The deadly assault was not limited to the capital. In the central Ukrainian city of Dnipro, local regional governor Oleksandr Ganzha confirmed a separate Russian attack killed five additional people and wounded 25 others, three of whom remain in critical condition as of Tuesday evening. In Ukraine’s second-largest city Kharkiv, located just miles from the Russian border, Mayor Igor Terekhov reported 10 wounded people, including one child, from the coordinated strikes.
In what has become a standard pattern of retaliation amid the ongoing conflict, Ukrainian drone strikes hit targets inside Russian territory hours after the Russian barrage. Alexander Khinshtein, governor of Russia’s western Kursk region which borders Ukraine, confirmed one person was killed in a Ukrainian drone strike there. Separately, a second drone sparked a large fire at an oil refinery in Krasnodar, a major southwestern Russian city, according to the facility’s operational management team via Telegram.
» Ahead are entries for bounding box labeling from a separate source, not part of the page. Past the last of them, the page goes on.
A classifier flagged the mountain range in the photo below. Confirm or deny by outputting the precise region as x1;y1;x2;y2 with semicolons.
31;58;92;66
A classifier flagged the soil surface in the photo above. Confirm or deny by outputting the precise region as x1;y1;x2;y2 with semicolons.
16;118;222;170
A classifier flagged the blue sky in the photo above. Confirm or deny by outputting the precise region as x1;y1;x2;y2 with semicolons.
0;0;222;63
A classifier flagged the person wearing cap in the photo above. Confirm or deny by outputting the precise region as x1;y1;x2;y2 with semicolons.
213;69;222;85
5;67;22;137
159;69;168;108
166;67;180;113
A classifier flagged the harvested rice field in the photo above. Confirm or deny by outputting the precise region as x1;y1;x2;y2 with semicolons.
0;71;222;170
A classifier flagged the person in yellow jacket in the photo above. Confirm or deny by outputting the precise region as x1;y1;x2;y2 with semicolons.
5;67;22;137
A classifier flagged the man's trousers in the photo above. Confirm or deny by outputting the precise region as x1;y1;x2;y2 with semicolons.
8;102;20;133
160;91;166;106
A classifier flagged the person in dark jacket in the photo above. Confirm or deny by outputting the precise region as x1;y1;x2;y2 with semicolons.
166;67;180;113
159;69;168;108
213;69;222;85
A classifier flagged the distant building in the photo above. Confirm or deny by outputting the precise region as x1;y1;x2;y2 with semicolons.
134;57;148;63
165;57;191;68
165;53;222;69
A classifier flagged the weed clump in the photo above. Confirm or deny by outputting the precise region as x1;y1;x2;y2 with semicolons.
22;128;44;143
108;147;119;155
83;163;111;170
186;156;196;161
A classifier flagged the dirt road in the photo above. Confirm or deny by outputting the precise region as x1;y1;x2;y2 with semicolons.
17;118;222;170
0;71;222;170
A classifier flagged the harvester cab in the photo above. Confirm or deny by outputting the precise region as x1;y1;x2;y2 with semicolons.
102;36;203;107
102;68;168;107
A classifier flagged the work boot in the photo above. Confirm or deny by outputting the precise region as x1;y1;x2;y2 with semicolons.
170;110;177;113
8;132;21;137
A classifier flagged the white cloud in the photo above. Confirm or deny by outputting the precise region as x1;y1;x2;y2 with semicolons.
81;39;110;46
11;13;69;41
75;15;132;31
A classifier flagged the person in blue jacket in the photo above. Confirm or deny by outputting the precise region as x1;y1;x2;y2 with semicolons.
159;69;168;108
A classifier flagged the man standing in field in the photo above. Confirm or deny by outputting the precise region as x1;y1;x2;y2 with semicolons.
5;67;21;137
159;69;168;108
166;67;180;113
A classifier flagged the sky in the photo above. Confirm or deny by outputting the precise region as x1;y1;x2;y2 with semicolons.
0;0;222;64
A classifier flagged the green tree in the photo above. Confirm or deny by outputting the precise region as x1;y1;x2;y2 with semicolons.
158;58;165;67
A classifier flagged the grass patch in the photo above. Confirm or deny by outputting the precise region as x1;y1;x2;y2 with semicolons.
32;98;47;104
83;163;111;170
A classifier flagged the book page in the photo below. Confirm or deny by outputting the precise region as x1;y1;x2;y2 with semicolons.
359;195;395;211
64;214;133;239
The timing of Tuesday’s Russian offensive lines up exactly with warnings Zelenskyy issued last Friday. The Ukrainian leader stated at the time that Kyiv had received credible intelligence confirming Russia was preparing a new massive strike, and urged all citizens to take air raid alerts seriously. “Please pay attention to air alerts, protect your lives. Our services are working efficiently and are prepared; the Air Force and other defenders of our skies will be on duty 24/7, as always,” Zelenskyy said in his address.
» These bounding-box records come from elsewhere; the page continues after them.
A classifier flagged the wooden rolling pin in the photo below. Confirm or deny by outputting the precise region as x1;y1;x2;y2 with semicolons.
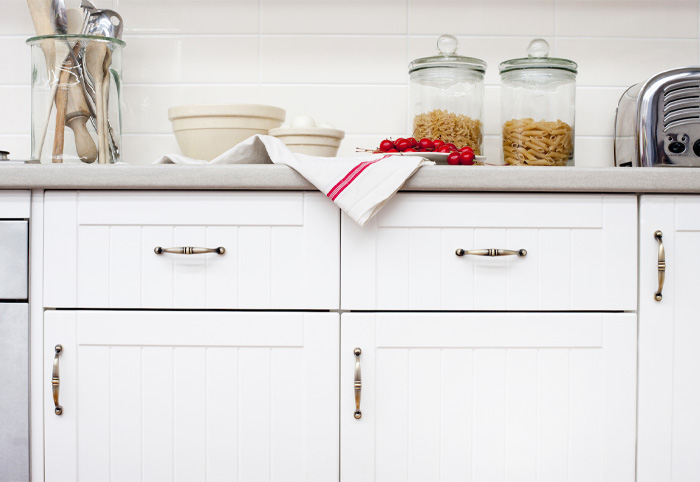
66;78;98;164
51;59;73;163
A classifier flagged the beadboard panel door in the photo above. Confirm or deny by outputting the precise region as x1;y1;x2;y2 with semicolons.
340;313;636;482
637;195;700;482
341;193;637;311
44;311;339;482
44;191;340;309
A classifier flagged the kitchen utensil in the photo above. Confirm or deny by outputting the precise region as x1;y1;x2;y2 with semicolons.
82;8;124;39
408;35;486;154
269;127;345;157
27;0;58;157
51;58;73;163
66;71;98;163
168;104;286;161
85;42;108;164
498;39;578;166
615;67;700;167
51;0;68;35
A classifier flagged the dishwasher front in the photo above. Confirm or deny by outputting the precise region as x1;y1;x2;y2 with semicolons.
0;220;29;482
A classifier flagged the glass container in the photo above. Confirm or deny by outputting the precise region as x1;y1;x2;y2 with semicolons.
499;39;578;166
408;35;486;155
27;35;125;164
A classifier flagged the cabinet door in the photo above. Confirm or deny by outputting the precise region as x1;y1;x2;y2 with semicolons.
340;313;636;482
637;196;700;482
44;311;339;482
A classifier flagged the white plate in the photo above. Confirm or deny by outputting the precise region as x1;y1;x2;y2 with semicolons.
389;152;486;164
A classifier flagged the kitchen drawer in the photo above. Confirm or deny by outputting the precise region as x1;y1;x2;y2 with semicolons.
0;220;29;300
40;310;339;482
44;191;340;309
341;193;637;311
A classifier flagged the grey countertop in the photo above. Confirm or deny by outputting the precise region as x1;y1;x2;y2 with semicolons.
0;164;700;193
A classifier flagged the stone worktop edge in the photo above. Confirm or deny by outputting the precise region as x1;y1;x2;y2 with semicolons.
0;164;700;193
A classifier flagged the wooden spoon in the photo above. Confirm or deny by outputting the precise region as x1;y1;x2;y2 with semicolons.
85;41;111;164
66;82;98;164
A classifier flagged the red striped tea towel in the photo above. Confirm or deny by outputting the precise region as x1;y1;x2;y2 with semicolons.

Zelenskyy has repeatedly pushed Western allies to approve and fund additional supplies of Patriot air defense systems, the only weapon Ukraine currently operates capable of reliably intercepting Russian ballistic missiles. Last week, he sent formal requests to U.S. President Donald Trump and the U.S. Congress specifically asking for additional Patriot batteries to counter the growing intensity of Russian air attacks.
In response to near-daily Russian bombardments across Ukrainian territory, Kyiv has significantly stepped up its own drone and missile strikes on Russian-occupied Ukrainian territories and targets inside mainland Russia. An Agence France-Presse analysis of official Ukrainian Air Force data found that Russia launched a record 8,150 long-range attack drones against Ukraine in May alone, a 24% increase from the total number launched in April. Ukrainian air force data indicates the country’s air defenses managed to intercept roughly 90% of all incoming Russian missiles and drones last month.